Europe is an opportunity, not a threat

The last Bank of England Monetary Policy Committee decision of the year to keep rates at 4.5% didn\'t take many by surprise. There had already been enough shockwaves sent through the mortgage lending and advising community with chancellor Gordon Brown\'s last minute U-turn on self-invested personal pensions.

Some good could come out of this. First-time buyers may be able to snap up reasonably priced properties put on the market by buy-to-let landlords, who had planned to put these investments into their Sipps to gain tax benefits.

But it was the government’s 11th hour timing that left a lot to be desired, putting advisers in the awkward position of having to go back on advice given to clients who had decided buy-to-let was the ideal way to save for a pension.

But the buy-to-let market is still on the up, with the Royal Institution of Chartered Surveyors reporting that in the three months to October, tenant demand was the strongest since the start of 2004. As a result, it says, rents are rising. While this might be the national picture, it is unclear whether it is the case in London.

My own experience is that the capital is experiencing a buy-to-let slowdown. I’ve been trying to let a one-bedroom flat in north London for more than two months without joy. One of London’s biggest estate agency chains, Foxtons, tells me there’s a lack of demand. And Loot, which advertises property-to-let in the capital, has cut its advertising rates because of the lack of tenant responses. I also heard of someone having to let a one-bed flat with a roof garden in Clapham for just 500 a month to get tenants.

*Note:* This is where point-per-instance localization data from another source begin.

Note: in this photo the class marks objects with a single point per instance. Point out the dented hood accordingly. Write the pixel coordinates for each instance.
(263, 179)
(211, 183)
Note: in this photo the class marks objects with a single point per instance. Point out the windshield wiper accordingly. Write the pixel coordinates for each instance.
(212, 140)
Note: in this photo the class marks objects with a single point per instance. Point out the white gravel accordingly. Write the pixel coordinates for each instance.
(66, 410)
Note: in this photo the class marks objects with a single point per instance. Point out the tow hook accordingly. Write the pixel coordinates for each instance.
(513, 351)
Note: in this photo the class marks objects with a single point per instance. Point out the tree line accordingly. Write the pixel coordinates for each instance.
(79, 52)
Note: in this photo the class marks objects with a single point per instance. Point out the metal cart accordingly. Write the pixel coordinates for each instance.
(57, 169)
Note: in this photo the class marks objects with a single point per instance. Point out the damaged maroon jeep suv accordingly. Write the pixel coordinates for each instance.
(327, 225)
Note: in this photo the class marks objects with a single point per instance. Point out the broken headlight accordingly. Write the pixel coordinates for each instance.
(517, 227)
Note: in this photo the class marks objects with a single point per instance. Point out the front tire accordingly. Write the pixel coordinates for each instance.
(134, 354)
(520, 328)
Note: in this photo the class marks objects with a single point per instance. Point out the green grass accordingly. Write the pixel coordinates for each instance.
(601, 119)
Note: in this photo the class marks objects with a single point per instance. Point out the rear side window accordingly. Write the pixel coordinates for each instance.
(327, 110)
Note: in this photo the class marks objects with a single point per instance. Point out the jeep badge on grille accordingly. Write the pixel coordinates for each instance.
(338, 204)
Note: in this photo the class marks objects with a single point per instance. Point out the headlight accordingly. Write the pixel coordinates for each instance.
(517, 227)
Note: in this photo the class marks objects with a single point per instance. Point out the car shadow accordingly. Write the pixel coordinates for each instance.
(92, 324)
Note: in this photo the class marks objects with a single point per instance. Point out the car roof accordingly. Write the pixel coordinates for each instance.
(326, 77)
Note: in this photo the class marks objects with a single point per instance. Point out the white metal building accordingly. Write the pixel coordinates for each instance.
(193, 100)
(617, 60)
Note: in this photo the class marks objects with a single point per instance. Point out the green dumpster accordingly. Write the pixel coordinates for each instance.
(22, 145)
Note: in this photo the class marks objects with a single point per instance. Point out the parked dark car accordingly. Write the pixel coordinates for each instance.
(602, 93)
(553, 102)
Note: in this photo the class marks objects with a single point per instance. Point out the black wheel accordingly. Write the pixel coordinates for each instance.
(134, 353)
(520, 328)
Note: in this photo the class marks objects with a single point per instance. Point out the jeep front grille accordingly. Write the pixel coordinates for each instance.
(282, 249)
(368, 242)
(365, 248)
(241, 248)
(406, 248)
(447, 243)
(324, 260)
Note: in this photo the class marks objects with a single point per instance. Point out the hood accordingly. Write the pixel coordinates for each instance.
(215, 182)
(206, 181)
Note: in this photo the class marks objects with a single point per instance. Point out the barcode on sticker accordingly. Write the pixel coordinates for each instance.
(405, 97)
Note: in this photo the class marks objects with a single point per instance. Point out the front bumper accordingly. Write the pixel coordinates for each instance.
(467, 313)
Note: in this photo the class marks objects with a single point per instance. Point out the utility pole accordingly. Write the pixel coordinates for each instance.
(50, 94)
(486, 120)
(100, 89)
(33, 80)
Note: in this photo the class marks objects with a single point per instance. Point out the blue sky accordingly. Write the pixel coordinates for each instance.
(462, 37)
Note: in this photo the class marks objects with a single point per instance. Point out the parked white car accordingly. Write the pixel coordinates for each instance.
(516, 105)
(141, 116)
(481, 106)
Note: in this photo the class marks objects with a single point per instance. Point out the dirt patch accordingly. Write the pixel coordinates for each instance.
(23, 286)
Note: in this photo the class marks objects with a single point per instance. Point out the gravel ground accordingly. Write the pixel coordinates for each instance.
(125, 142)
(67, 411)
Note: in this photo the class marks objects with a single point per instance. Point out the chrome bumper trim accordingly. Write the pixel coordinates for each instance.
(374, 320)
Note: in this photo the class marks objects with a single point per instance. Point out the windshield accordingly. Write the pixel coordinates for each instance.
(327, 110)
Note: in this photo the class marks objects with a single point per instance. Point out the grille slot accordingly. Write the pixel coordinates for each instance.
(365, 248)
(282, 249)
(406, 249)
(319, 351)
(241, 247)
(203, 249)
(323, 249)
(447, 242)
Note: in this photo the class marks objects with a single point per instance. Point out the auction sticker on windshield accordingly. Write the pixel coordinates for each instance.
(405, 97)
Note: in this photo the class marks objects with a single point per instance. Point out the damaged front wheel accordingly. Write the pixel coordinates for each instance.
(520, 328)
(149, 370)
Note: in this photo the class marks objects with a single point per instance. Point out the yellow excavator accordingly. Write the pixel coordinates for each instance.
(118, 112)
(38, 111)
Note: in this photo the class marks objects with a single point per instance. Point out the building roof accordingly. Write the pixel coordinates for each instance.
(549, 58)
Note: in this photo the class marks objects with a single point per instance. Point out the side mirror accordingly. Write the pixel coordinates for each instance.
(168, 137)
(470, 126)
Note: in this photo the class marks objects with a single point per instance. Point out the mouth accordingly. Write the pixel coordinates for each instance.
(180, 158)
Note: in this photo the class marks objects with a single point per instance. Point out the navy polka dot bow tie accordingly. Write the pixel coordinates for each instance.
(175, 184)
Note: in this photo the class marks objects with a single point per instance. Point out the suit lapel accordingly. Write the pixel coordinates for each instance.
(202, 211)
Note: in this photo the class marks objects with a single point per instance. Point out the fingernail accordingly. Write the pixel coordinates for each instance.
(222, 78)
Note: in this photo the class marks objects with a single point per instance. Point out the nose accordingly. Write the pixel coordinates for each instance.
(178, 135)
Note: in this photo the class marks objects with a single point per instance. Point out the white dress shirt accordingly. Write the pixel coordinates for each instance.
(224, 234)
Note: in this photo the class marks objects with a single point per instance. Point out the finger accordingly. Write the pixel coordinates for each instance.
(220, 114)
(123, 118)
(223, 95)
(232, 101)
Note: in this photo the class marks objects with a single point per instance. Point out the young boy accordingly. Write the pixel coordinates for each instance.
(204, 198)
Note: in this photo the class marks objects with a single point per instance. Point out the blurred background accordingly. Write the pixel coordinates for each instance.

Turning back to the MPC, most of the industry is hoping for a rate cut early in 2006 to sustain the optimism that has emerged around the housing market in the last few months.

The Council of Mortgage Lenders says the number of loans approved for house purchase in the three months to October was 12% higher than in the previous three months. It predicts that strong market trends will remain in place for the foreseeable future.

Next year, the industry will be forced to look beyond British shores as Europe will have an increasingly important role to play. The European Commission is looking at measures to make it easier to do business across member states and to harmonise consumer protection. There are many differences the EC must tackle to enable lenders to deal across borders. These include huge variations in access to borrowers’ credit data; land registration systems; and mechanisms to take possession of property.

Rather than taking an ostrich approach and seeing the opening up of European frontiers as a threat, UK lenders and advisers should be trying to get in there early to make the most of what could be a lucrative business opportunity.